Since my injury, the extensors have been paralyzed, which has let the flexors (the muscles in charge of bending the fingers, in other words, of closing the hand) take over. As a result, the flexors have been dominating my hand’s movements. Yet, thanks to the action of a splinter that we’ve been placing on and off, my fingers have gone from totally to partially closed. So, this exercise is a dynamic between pulling to the outside to open the fingers, and pulling to the inside to close them.
I think of it as a battle between the right and left fingers; the right fingers want to pull the left to the outside, but the left resist. Both enemies are determined to win – it’s a battle to the death. To teach my fingers to open and thus be able to grab things (which would make it possible to do almost anything, from cooking to reaching a bottle of shampoo), I have to strengthen the extensors gradually. That way, they will take over my fingers’ movements and the victory of the right fingers will be assured.

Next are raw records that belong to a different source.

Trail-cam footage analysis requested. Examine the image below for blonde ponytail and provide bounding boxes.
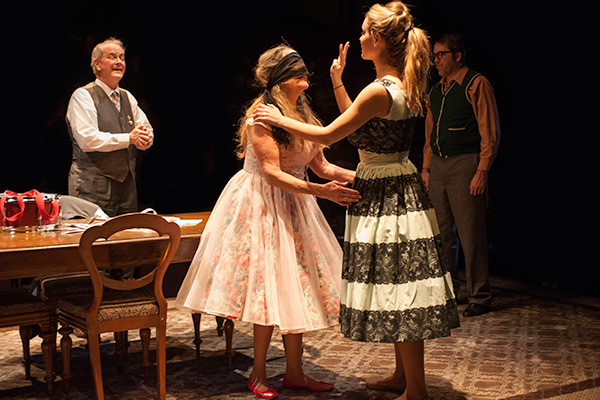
[366,1,431,115]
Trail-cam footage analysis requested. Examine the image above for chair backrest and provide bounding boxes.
[79,213,181,318]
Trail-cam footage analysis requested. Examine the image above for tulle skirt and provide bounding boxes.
[175,168,342,334]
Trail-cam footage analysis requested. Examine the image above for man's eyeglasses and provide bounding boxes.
[432,50,454,60]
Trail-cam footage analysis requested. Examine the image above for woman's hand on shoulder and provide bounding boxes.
[316,181,361,207]
[252,104,283,127]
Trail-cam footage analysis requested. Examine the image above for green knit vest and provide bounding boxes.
[429,70,481,157]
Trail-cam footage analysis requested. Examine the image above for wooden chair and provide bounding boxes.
[57,213,181,400]
[0,288,56,394]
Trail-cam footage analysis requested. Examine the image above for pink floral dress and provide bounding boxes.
[175,122,342,334]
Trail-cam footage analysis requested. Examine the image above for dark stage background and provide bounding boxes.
[0,0,596,293]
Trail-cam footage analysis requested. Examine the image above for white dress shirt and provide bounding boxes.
[67,79,154,152]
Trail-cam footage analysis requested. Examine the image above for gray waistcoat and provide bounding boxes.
[67,85,137,182]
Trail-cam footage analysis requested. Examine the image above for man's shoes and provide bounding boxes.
[463,303,490,317]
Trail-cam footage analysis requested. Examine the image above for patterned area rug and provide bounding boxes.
[0,279,600,400]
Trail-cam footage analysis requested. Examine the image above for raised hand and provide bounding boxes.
[329,42,350,87]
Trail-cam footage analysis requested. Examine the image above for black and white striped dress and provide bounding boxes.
[340,78,459,343]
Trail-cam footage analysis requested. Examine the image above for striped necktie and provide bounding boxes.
[110,90,121,110]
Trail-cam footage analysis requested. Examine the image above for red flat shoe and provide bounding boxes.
[248,379,279,399]
[283,376,333,392]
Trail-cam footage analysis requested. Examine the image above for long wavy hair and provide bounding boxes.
[236,44,322,158]
[365,1,431,115]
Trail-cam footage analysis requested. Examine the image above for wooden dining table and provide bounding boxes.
[0,211,210,280]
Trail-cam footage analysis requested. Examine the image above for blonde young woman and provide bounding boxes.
[176,45,360,398]
[254,1,459,400]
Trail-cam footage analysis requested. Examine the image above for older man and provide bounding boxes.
[66,38,154,216]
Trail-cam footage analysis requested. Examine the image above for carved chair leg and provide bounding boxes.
[215,317,226,336]
[19,326,31,379]
[192,313,202,359]
[88,331,104,400]
[225,318,234,369]
[114,331,129,374]
[58,324,73,392]
[40,321,56,394]
[140,328,152,379]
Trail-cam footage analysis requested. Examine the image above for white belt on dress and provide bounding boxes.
[358,149,408,165]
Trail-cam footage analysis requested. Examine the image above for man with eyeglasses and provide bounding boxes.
[421,34,500,317]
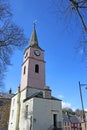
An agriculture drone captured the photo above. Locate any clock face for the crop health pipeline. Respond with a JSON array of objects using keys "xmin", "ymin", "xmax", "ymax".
[{"xmin": 34, "ymin": 50, "xmax": 40, "ymax": 56}]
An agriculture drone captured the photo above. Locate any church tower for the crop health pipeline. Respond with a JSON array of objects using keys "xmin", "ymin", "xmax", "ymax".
[
  {"xmin": 8, "ymin": 27, "xmax": 62, "ymax": 130},
  {"xmin": 20, "ymin": 26, "xmax": 45, "ymax": 90}
]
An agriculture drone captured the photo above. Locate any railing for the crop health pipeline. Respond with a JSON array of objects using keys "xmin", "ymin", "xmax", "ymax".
[{"xmin": 47, "ymin": 122, "xmax": 62, "ymax": 130}]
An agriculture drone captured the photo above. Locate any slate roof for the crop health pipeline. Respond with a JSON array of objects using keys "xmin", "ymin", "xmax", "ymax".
[{"xmin": 0, "ymin": 93, "xmax": 14, "ymax": 99}]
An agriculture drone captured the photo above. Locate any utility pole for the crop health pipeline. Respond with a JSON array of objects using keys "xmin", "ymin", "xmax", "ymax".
[{"xmin": 79, "ymin": 81, "xmax": 87, "ymax": 130}]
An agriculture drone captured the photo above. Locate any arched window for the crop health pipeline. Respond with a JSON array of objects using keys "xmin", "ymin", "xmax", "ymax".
[
  {"xmin": 23, "ymin": 66, "xmax": 26, "ymax": 74},
  {"xmin": 35, "ymin": 64, "xmax": 39, "ymax": 73}
]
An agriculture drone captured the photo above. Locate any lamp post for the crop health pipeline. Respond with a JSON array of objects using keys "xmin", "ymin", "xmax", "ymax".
[{"xmin": 79, "ymin": 81, "xmax": 87, "ymax": 130}]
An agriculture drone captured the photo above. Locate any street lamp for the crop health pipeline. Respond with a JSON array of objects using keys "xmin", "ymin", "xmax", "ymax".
[{"xmin": 79, "ymin": 81, "xmax": 87, "ymax": 130}]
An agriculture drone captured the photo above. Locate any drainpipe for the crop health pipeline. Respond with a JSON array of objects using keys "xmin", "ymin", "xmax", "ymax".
[{"xmin": 16, "ymin": 86, "xmax": 20, "ymax": 130}]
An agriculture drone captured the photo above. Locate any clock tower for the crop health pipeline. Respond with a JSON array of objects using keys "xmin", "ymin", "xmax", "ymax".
[{"xmin": 20, "ymin": 26, "xmax": 45, "ymax": 90}]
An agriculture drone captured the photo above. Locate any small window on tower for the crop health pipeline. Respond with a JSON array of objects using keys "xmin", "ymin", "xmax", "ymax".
[
  {"xmin": 23, "ymin": 66, "xmax": 26, "ymax": 74},
  {"xmin": 35, "ymin": 64, "xmax": 39, "ymax": 73}
]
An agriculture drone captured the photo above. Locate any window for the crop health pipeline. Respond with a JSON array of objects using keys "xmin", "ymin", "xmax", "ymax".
[
  {"xmin": 25, "ymin": 105, "xmax": 28, "ymax": 119},
  {"xmin": 35, "ymin": 64, "xmax": 39, "ymax": 73},
  {"xmin": 23, "ymin": 66, "xmax": 26, "ymax": 74}
]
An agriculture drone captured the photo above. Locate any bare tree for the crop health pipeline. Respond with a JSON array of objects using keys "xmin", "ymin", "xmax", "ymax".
[
  {"xmin": 52, "ymin": 0, "xmax": 87, "ymax": 60},
  {"xmin": 0, "ymin": 0, "xmax": 27, "ymax": 89}
]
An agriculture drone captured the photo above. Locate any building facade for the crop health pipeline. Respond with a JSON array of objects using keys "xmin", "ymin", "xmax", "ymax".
[
  {"xmin": 63, "ymin": 114, "xmax": 84, "ymax": 130},
  {"xmin": 8, "ymin": 27, "xmax": 62, "ymax": 130},
  {"xmin": 0, "ymin": 93, "xmax": 13, "ymax": 130}
]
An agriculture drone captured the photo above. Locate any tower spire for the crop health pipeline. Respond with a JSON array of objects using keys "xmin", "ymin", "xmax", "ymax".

Kelly, my former occupational therapist, came over to assess my (limited) progress and device new exercises that would help my arm movements improve. When she came, she referred me to Sabashni, one of her colleagues from the time she used to work in New York, whom she recommended warmly. Eric and I called Sabashni, and she agreed to help me. I went to her office on Saturday, and she was pleased with what she saw. So now she will teach me and Tammy, my nurse aid, new exercises to improve the movements of my left arm and hand. Then, I will do endless repetitions of these exercises, and the right fingers will triumph.